Reparo en el hombre directamente, y veo que es tan inconsciente como un perro o un gato; habla debido a una inconsciencia de otro orden; se organiza en sociedad debido a una inconsciencia de otro orden, absolutamente inferior a la que emplean las hormigas y las abejas en su vida social. Y entonces, tanto o más que la existencia de organismos, tanto o más que la existencia de leyes rígidas físicas o intelectuales, se me revela mediante una luz evidente la inteligencia que crea e impregna al mundo.

Me impresiona entonces, siempre que así siento, la vieja frase de no sé qué escolástico: Deus est anima brutorum, Dios es el alma de los brutos. Así entendió el autor de la frase, que es maravillosa, explicar la seguridad con que el instinto guía a los animales inferiores, en los que no se divisa inteligencia, o nada más que un esbozo de ella. Pero todos somos animales inferiores -hablar y pensar no son más que nuevos instintos, menos seguros que los otros porque son nuevos. Y la frase del escolástico, tan justa en su belleza, se ensancha, y digo: Dios es el alma de todo.

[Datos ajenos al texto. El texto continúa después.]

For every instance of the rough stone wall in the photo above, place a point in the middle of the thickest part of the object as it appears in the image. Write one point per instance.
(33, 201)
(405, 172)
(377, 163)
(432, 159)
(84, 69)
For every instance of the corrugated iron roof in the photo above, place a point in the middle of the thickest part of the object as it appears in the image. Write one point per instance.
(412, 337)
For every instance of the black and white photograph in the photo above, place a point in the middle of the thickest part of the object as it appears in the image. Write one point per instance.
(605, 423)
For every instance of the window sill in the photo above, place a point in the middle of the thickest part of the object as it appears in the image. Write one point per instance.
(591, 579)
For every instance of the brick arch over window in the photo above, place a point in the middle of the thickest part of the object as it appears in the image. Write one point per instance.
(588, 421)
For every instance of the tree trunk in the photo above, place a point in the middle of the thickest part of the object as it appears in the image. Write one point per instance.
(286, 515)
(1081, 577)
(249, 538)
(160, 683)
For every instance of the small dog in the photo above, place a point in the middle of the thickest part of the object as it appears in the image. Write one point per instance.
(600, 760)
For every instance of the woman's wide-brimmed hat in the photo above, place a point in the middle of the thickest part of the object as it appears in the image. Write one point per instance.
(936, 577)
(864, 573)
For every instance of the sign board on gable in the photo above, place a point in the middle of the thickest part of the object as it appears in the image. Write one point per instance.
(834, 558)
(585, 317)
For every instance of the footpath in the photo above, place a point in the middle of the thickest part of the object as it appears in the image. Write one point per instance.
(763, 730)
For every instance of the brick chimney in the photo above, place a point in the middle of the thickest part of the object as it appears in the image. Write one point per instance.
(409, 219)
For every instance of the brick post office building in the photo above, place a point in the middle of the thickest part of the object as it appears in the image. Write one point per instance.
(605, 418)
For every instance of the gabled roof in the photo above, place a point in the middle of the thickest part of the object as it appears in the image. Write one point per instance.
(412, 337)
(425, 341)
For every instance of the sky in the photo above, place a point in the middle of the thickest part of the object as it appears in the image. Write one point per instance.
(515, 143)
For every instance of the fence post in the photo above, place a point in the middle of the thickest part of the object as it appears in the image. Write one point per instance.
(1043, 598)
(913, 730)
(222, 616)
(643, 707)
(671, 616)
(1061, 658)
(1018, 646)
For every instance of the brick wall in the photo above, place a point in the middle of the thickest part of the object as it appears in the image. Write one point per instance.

Nunca he comprendido que quien una vez ha considerado este gran hecho de la relojería universal pudiese negar al relojero en el que el mismo Voltaire no dejó de creer. Comprendo que, atendiendo a ciertos hechos aparentemente desviados de un plan (y sería preciso conocer el plan para saber si son desviados), se atribuya a esa inteligencia suprema algún elemento de imperfección. Eso lo comprendo, aunque no lo acepte. Comprendo hasta que, atendiendo al mal que existe en el mundo, no se pueda aceptar la bondad infinita de esa inteligencia creadora. Eso lo comprendo, aunque tampoco lo acepte. Pero que se niegue la existencia de esa inteligencia, o sea de Dios, es cosa que me parece una de esas estupideces que tantas veces afligen, en un punto de la inteligencia, a hombres que, en todos sus demás puntos, pueden ser superiores; como los que se equivocan siempre en las sumas o, también, y poniendo ya en juego la inteligencia de la sensibilidad, los que no sienten la música, o la pintura, o la poesía.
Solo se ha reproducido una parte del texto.